The Q4 2020 rebound capped a volatile year for the CCR condo market, with the full-year price index for the region experiencing a minor 0.2% decline.
The relatively lacklustre performance of the CCR condo market in 2020 was expected. While the government’s economic relief measures put the average Singaporean homeowner on a stable financial footing that helped shore up property prices, several characteristics of CCR condos, including a greater reliance on foreign buyers and a larger percentage of investment properties dependent on higher-earning expat tenants, meant that these properties have been more exposed to the negative impacts of Covid-19 and the effects of worldwide travel restrictions.
So in 2020, we’ve seen a few below-valuation resale transactions of CCR homes, such as a triplex penthouse unit at Helios Residences that was sold at over 40% loss. At the same time, developers also lowered prices for newly launched CCR condos to attract buyers, which created additional downward price pressure in the CCR condo market.
According to Ms Song, developers of the following new launch condos have offered discounts during the year:
- Leedon Green recorded 29 caveats in Q4 at a median price of $2,686 psf, compared to 41 units sold at $2,789 psf when it was launched last January 2020;
- 8 Saint Thomas recorded 12 caveats in Q4 at a median price of $2,788 psf compared to earlier units sold at $3,100-3,200 psf.
- Fourth Avenue Residences sold 24 units in Q4 at a median price of $2,295 psf, compared to its 2019 average launch price of $2,400-2,450 psf.
- The Avenir sold 18 units in Q4 at a median price of $3,140 psf, compared to 18 units sold at a median price of $3,244 psf in Q1 2020, when it was launched.
Landed home prices fall, but price growth for 2020 remains in positive territory
Landed housing prices, which increased by 3.7% in Q3 2020, fell by 2.1% in Q4 2020 according to URA Flash Estimates. For the whole of 2020, landed homes remained fairly stable, with a slight annual increase of 0.6%.
The price trend for landed homes remains uncertain in 2021. Headwinds include continued weakness in the CCR resale condo market, which will limit the number of owners with the financial ability to upgrade to a landed home.
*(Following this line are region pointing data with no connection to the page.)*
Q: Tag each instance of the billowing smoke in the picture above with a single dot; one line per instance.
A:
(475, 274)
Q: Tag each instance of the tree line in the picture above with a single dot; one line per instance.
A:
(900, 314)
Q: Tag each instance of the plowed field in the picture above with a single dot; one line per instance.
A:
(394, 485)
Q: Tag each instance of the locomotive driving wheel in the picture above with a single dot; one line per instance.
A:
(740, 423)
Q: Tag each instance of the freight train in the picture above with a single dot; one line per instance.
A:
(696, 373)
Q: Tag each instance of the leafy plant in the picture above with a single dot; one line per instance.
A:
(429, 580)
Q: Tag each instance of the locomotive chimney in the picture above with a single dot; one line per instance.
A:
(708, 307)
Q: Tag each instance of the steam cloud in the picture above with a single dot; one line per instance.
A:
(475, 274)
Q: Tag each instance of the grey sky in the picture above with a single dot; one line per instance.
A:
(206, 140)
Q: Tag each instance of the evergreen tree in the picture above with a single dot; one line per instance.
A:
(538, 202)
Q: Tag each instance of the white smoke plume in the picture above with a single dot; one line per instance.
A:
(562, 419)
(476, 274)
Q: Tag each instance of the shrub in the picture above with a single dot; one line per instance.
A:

On the other hand, a robust economic recovery from Covid-19 may spur phenomenal growth in landed home prices in the same manner as 2010, as the chart below shows:
What will 2021 look like for the condo market?
The robust price performance of new launch condos towards the end of 2020 undoubtably played a big part in the uptick of the URA price index. Amid a backdrop of vaccine-powered recovery, continued low interest rates and a similarly buoyant HDB resale market, we can expect prices for private property in Singapore to remain on a steady growth trajectory in 2021.
There is also a chance that condo price growth in the Core Central Region (CCR) could begin to outperform RCR and OCR price growth, if newly launched CCR condos continue to see a healthy uptake and/or wealthy foreign buyers start to return. (Remember, they don’t have to be physically present to invest in properties.)
Overall, we’d go as far as to say that buyers are no longer fearing another economic downtown or another virus wave. Rather, their concerns heading into 2021 include rising interest rates, new regulations on selling of HDB flats, and perhaps another round of sudden “cooling measures” if property prices continue to increase. These fears will encourage prospective—many of whom are upgraders—to act sooner, rather than later.